Near-Net Shape Microholes Formed by Micropunch
摘要
Microhole fabrication via micropunching is a challenging operation within the framework of micromanufacturing. The dimensional accuracy of the fabricated microholes is directly affected by wear formation on the micropunch surface. Therefore, the punching shot count must be carefully determined during process design, taking into account the wear-induced degradation of the tool. In conventional micropunching operations, hard materials such as tungsten carbide and cobalt (WC/Co) based materials are commonly used to manufacture micropunches. However, even with such hard materials, tool wear significantly limits the number of effective punching shots. In this study, near-net shape microholes were fabricated in commercially pure titanium workpieces using WC/Co micropunches, and the wear progression of the micropunch was monitored with respect to punching shot count.
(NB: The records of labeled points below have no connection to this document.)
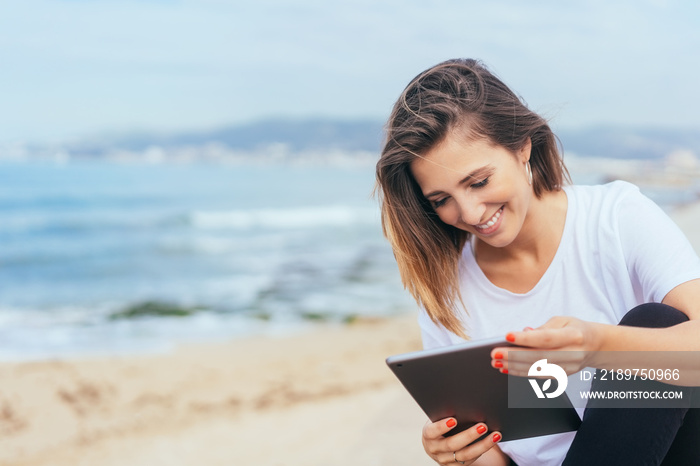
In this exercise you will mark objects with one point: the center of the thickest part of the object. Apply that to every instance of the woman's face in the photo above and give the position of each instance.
(477, 186)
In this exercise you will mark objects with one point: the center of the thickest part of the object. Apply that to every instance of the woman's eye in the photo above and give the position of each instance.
(481, 183)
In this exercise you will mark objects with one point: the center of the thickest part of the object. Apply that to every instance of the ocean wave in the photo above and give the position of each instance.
(304, 217)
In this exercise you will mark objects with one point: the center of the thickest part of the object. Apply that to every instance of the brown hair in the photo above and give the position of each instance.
(456, 94)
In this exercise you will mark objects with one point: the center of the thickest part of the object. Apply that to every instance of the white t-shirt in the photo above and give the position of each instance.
(618, 250)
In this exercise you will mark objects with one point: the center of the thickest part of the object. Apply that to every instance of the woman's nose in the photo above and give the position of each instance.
(471, 210)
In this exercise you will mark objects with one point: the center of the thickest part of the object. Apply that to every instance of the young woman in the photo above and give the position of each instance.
(490, 239)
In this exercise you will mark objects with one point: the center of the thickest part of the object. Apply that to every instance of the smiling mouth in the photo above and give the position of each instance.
(492, 221)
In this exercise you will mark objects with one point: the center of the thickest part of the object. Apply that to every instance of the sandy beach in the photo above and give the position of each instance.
(321, 397)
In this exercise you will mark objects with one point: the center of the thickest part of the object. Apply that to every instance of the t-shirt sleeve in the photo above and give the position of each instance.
(658, 255)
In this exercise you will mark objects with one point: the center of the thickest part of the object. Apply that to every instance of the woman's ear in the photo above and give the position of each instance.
(525, 151)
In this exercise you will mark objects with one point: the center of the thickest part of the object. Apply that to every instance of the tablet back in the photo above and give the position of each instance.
(458, 381)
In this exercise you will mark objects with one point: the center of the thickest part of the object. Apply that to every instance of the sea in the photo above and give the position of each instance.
(102, 257)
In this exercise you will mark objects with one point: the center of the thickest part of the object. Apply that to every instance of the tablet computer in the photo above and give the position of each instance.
(458, 381)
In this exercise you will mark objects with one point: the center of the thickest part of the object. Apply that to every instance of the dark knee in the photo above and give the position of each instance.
(653, 315)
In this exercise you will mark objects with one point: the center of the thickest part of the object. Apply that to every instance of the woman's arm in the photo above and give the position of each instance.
(585, 340)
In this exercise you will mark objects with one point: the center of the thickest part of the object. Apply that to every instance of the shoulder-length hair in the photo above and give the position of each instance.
(457, 94)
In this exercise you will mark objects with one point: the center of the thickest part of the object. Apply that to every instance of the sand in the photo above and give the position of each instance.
(317, 398)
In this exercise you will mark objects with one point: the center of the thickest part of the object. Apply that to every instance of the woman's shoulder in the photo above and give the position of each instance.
(602, 195)
(610, 189)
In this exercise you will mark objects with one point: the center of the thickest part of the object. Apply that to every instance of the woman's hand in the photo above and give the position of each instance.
(458, 449)
(575, 338)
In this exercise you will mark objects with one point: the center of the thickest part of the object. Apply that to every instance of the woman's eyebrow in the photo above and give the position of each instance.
(480, 172)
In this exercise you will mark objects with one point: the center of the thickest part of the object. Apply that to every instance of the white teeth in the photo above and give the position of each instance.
(491, 222)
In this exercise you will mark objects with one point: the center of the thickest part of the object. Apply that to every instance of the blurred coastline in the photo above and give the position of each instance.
(180, 310)
(141, 243)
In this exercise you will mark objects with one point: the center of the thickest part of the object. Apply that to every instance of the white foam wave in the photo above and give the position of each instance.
(305, 217)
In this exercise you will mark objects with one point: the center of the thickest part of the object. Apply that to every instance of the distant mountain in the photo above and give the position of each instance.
(333, 135)
(296, 135)
(629, 143)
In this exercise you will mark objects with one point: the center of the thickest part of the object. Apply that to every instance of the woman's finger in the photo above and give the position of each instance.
(472, 452)
(435, 430)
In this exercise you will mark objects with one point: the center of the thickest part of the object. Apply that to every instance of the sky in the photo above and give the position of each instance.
(77, 68)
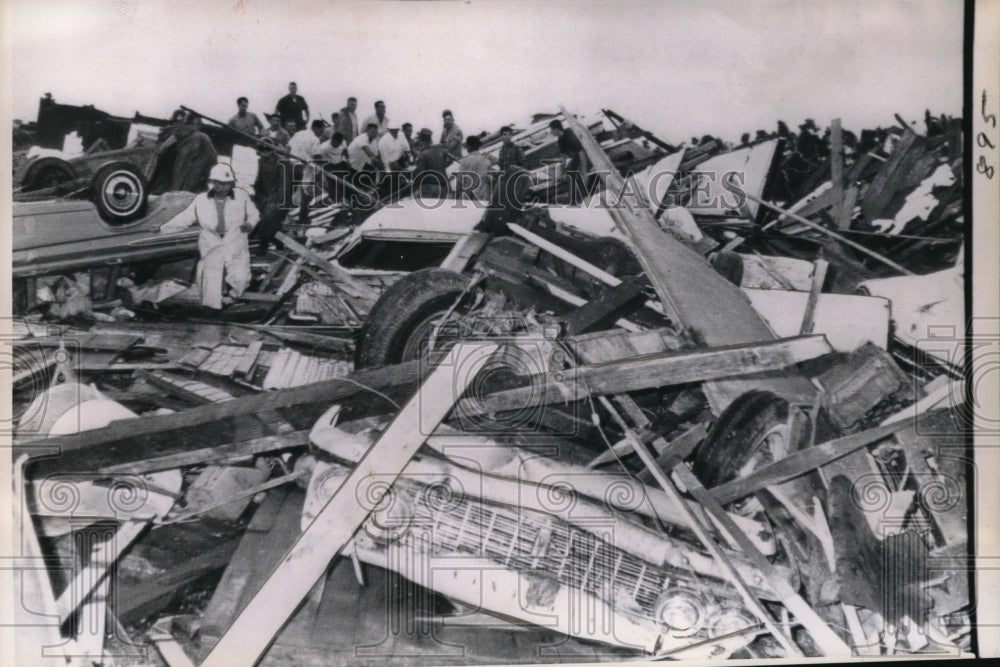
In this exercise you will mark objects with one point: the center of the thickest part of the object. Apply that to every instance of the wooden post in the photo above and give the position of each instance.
(827, 640)
(837, 170)
(344, 280)
(307, 560)
(819, 275)
(702, 533)
(820, 228)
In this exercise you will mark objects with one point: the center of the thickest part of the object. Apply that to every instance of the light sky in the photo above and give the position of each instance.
(675, 68)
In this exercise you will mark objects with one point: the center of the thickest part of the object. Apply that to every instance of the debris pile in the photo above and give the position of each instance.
(701, 415)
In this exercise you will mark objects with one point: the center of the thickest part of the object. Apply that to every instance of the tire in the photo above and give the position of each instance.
(737, 437)
(47, 172)
(120, 192)
(403, 316)
(615, 257)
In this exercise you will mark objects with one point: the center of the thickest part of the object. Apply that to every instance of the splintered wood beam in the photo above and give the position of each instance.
(307, 560)
(702, 532)
(832, 234)
(345, 281)
(228, 453)
(837, 168)
(805, 460)
(599, 313)
(123, 441)
(651, 371)
(826, 639)
(694, 295)
(819, 275)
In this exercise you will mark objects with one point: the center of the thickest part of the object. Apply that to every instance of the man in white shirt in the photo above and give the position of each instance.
(334, 151)
(305, 144)
(226, 216)
(394, 150)
(379, 118)
(363, 151)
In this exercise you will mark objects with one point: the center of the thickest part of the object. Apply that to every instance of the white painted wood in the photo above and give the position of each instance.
(322, 540)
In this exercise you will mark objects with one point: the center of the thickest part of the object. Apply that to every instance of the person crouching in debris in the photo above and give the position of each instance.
(226, 216)
(269, 194)
(577, 166)
(430, 178)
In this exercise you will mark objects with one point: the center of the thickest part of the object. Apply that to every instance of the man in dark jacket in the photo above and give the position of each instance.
(183, 158)
(348, 125)
(577, 166)
(294, 107)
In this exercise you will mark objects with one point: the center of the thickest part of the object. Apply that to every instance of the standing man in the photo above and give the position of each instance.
(334, 122)
(472, 176)
(268, 193)
(187, 152)
(245, 121)
(511, 154)
(379, 118)
(226, 216)
(305, 144)
(410, 139)
(293, 107)
(363, 151)
(430, 178)
(451, 135)
(577, 166)
(349, 120)
(275, 131)
(394, 150)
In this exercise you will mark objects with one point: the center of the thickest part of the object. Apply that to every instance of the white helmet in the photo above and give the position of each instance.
(222, 173)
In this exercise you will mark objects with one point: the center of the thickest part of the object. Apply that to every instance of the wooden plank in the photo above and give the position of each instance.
(693, 294)
(245, 365)
(805, 460)
(826, 639)
(701, 532)
(225, 453)
(323, 539)
(809, 317)
(259, 297)
(835, 235)
(133, 601)
(123, 441)
(837, 166)
(660, 370)
(845, 216)
(882, 189)
(603, 311)
(345, 281)
(272, 530)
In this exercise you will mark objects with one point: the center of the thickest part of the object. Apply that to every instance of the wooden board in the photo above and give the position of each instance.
(303, 565)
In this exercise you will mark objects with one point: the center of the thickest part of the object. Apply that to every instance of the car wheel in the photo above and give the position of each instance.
(120, 192)
(749, 433)
(47, 172)
(402, 320)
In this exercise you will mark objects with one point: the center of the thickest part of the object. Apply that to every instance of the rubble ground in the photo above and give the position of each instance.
(708, 418)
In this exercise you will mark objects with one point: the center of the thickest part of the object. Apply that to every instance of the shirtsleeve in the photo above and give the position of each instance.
(182, 220)
(252, 214)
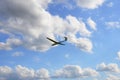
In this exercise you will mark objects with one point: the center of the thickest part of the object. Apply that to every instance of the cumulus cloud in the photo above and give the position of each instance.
(89, 4)
(74, 71)
(16, 54)
(84, 44)
(32, 23)
(113, 24)
(112, 67)
(91, 23)
(110, 4)
(112, 77)
(23, 73)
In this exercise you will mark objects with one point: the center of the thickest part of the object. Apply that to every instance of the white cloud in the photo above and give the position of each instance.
(89, 4)
(91, 23)
(112, 77)
(16, 54)
(113, 24)
(33, 24)
(23, 73)
(84, 44)
(112, 67)
(74, 71)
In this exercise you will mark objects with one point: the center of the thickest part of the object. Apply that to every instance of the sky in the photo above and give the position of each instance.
(92, 51)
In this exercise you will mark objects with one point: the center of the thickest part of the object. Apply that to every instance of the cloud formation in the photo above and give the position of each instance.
(91, 23)
(89, 4)
(113, 24)
(30, 24)
(112, 67)
(74, 71)
(24, 73)
(112, 77)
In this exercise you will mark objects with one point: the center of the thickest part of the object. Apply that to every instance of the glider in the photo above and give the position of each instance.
(57, 42)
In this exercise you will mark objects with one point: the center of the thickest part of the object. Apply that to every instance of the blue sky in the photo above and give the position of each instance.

The results showed that the WC/Co micropunches maintained acceptable wear levels and dimensional accuracy up to approximately 1250 shots. To further extend the service life of the micropunches, multiwalled carbon nanotube (MWCNT) coatings were applied to the working region of the WC/Co micropunches. The micropunching process was then repeated under the same conditions. According to the experimental results, the MWCNT coating effectively extended the service life, increasing the acceptable punching shot count to approximately 1425 shots, while maintaining dimensional accuracy and minimizing wear loss. This improvement is attributed to the self-lubricating properties of the MWCNTs, which formed a protective layer or transfer film at the contact interface, owing to their inherent graphitic structure.